Elles présument aussi qu’avec l’élargissement de la bande des fluctuations
possibles concernant les termes de change, la parité du dirham pencherait plus
vers une réévaluation vis-à -vis du dollar et connaitrait une dépréciation par
rapport à l’Euro.
Une
croissance de 0,8% en 2020
Dans le
cadre de cette panoplie d’hypothèses fragiles mais soutenables et au vu des
maigres indices précurseurs,la configuration des prévisions sectorielles
retenues pour le scénario de référence a permis de dégager un taux de
croissance conjecturable du Produit intérieur brut à prix constants d’environ
0,8% pour l’exercice 2020.
Cette
contre-performance économique devrait découler du retrait de l’ensemble des
secteurs sous les effets multiples déclenchés par la maladie du Covid19 de la
psychose et de la perte de confiance en passant par les restrictions des
déplacements et le confinement pour arriver au stade de l’état d’urgence
sanitaire.
En dehors
du secteur agricole qui devrait afficher une diminution de sa valeur ajoutée en
volume d’environ 3% en raison des conditions climatiques pernicieuses
enregistrées durant l’hiver, les autres secteurs devraient pâtir des dégâts
causés par le coronavirus et ce à des degrés divers en accusant un
ralentissement ou carrément une baisse de l’activité.

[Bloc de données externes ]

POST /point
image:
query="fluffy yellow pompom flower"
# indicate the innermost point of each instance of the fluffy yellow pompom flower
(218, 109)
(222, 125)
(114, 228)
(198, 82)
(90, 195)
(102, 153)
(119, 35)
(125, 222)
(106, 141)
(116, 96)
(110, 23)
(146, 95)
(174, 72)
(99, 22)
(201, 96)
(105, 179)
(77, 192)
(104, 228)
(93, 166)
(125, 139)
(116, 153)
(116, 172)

Le secteur de
l’hébergement et la restauration figure parmi les activités les plus touchées,
sa valeur ajoutée en termes réels devrait
fléchir
d’environ 25 % tant la reprise serait lente et difficile. Les services de
transport aussi bien aérien, ferroviaire que routier devraient marquer le pas
et leur valeur ajoutée globale connaitrait une stagnation en glissement annuel.
Quant au
secteur de l’industrie extractive, il devrait subir l’impact du rétrécissement
des marchés extérieurs induit par le mouvement dépressif de l’économie
mondiale. Le rythme de sa croissance pour 2020 connaitrait un ralentissement et
serait amputé de moitié comparativement avec celui de l’année écoulée qui
serait de l’ordre de 5%.
Dans cette texture anticipée de la croissance de
l’économie nationale pour l’année 2020, la contribution des activités des
industries manufacturières resterait modeste et se situerait en deçà des 2% aux
termes de l’année; aujourd’hui certaines de ces activités peinent à trouver des
marchés ou sont bloquées par manque d’approvisionnement en matière première et produits
intermédiaires et d’autres sont complètement à l’arrêt comme la branche
principale de l’industrie automobile.